A violência doméstica nunca nos deixa indiferentes. É perturbador saber que no círculo que se formou, tendo o amor como vínculo, pode brotar com a violência mais inusitada a agressão que, em vários casos, é assassina. Juraram e viveram promessas de amor, fizeram filhos, construíram vidas e, mais cedo ou mais tarde começa a agressão.
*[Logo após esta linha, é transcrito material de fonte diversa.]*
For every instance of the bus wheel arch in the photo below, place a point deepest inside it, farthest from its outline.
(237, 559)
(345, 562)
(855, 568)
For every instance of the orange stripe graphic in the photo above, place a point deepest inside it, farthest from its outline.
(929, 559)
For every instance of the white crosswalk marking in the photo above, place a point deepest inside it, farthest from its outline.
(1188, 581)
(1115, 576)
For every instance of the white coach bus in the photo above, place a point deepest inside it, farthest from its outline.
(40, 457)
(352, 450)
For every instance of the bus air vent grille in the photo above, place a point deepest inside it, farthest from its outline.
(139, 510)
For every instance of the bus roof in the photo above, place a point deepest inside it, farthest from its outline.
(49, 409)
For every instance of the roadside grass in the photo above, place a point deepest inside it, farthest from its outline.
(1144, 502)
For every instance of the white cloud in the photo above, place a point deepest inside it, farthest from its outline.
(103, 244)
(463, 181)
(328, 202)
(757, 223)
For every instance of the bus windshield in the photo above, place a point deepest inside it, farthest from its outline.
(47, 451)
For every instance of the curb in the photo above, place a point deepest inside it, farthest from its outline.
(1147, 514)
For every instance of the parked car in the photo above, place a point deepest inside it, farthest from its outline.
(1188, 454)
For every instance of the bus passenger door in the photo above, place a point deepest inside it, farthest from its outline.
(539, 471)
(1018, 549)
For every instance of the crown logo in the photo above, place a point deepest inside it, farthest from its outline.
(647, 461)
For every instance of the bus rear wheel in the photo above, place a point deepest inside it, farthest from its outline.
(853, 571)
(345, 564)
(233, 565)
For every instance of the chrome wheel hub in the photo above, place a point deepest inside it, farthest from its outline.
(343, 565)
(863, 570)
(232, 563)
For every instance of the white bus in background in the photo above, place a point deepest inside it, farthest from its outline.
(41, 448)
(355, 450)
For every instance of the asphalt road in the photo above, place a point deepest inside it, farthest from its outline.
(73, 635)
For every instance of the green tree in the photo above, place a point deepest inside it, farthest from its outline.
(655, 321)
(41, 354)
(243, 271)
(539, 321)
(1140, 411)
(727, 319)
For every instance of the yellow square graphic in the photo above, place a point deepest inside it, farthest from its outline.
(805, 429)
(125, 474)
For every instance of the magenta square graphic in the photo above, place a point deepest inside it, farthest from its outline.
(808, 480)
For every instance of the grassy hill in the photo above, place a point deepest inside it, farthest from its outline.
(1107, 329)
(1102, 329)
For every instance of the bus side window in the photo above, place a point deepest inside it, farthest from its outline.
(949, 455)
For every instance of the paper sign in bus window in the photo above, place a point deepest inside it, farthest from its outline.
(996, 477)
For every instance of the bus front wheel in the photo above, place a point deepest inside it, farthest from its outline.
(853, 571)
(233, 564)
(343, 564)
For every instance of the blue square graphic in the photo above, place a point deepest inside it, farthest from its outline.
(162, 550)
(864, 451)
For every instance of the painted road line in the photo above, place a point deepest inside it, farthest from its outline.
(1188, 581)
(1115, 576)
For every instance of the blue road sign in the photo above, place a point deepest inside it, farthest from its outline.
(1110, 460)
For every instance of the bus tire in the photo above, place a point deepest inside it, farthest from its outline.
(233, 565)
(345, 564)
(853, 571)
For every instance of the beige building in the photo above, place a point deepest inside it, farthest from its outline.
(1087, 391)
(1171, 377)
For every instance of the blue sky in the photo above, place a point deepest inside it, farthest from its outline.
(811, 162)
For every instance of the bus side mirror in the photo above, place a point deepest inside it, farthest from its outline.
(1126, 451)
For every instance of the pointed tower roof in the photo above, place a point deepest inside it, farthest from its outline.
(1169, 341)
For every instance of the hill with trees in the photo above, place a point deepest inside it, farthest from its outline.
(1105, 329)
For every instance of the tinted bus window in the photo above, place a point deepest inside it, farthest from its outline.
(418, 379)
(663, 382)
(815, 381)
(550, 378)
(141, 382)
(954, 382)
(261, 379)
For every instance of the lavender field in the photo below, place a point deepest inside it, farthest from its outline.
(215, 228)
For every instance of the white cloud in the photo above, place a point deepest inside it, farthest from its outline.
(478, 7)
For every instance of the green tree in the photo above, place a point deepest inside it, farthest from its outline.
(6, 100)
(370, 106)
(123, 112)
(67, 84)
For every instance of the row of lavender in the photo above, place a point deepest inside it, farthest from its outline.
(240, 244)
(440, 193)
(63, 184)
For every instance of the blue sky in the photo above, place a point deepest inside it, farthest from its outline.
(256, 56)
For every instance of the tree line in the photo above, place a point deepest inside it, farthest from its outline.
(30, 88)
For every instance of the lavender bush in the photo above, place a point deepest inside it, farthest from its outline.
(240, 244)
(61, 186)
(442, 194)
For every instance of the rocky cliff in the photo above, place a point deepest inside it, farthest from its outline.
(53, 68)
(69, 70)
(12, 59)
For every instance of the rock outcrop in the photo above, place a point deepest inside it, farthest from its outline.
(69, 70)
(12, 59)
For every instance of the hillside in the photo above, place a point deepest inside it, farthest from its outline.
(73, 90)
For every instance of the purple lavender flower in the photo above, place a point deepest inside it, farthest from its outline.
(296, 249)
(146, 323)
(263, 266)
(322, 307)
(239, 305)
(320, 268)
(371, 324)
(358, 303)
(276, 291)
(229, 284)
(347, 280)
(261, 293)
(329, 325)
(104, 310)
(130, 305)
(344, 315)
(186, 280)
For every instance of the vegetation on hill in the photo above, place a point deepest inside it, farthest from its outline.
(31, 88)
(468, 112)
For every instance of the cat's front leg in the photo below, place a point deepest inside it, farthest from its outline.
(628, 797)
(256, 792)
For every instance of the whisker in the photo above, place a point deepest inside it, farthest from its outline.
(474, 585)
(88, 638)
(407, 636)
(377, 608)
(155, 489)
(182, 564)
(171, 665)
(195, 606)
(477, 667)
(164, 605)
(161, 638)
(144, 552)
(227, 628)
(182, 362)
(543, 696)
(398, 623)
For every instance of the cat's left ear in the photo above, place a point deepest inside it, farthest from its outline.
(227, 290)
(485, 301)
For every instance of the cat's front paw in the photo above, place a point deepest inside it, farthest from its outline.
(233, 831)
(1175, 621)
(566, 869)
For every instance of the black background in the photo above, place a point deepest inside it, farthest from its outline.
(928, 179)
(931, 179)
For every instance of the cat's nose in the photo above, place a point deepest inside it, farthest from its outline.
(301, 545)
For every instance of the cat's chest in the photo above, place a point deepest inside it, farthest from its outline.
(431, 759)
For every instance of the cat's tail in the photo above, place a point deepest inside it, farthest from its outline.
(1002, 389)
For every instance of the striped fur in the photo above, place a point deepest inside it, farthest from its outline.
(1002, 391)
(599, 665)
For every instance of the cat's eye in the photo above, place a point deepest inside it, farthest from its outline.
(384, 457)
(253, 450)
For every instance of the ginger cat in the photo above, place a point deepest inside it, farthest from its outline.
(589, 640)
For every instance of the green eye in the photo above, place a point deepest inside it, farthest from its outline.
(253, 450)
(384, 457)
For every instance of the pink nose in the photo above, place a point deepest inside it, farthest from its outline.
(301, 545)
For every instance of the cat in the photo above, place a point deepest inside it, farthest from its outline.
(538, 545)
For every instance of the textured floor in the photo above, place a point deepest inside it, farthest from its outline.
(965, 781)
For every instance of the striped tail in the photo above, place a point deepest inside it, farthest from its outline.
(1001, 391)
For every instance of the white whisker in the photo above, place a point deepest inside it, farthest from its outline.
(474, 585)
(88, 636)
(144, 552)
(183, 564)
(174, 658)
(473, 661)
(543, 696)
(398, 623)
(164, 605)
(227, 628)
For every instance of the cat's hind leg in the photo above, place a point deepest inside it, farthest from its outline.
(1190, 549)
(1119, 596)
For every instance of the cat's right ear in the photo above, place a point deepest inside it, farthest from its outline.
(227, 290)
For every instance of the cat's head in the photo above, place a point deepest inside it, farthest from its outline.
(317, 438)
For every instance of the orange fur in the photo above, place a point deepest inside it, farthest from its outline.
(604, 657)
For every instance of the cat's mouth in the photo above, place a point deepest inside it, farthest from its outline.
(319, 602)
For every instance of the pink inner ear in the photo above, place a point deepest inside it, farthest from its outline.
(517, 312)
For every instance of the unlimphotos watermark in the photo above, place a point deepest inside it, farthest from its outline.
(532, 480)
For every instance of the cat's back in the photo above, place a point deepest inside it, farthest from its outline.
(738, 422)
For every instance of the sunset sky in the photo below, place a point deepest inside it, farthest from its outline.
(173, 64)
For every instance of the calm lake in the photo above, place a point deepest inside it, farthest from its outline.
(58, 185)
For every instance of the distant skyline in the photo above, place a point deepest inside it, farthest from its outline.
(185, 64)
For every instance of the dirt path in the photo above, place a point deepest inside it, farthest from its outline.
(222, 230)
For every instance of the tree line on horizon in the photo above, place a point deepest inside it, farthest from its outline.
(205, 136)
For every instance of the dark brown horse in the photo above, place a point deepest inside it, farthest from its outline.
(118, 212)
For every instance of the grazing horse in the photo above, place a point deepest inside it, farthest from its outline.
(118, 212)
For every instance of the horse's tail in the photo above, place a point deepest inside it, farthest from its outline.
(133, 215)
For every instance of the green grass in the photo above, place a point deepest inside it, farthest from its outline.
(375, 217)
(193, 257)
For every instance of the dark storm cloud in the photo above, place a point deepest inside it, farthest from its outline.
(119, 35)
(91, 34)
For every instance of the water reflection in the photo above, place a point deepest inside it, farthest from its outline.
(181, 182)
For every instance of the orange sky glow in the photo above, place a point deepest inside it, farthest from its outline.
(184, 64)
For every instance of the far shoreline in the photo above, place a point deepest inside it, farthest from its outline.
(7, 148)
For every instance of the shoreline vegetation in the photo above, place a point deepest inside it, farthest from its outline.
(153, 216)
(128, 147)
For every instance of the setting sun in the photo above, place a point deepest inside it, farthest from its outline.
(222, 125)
Dois casos chamaram-me particularmente a atenção. A mãe brasileira, que se encontra detida em Portugal às ordens das autoridades brasileiras, que terá assassinado cinco dos seus filhos e de um pai, que num acampamento na Amareleja, assassinou um filho com a cumplicidade de outro filho, logo um irmão da vítima.
Não é possível aplicar doutrina para explicar ou, sequer, compreender estes atores criminais. São tão absurdos, tão contrários às leis da vida e do viver que emudecemos de horror. Esta gente não nasceu determinada a matar. Não cresceu a aprender os gestos da violência. Não terão vidas felizes e, sobretudo, não aprenderam a controlar a agressividade.
A violência doméstica, como se vê, não obedece ao padrão comum do marido que agride a esposa. Ela revela-se de outras formas, tal como nestes dois casos. Não é uma relação de solidariedade transversal que caracteriza estes crimes. Quebraram as solidariedades verticais entre pais e filhos. Em ambos os casos os pais assassinaram os filhos.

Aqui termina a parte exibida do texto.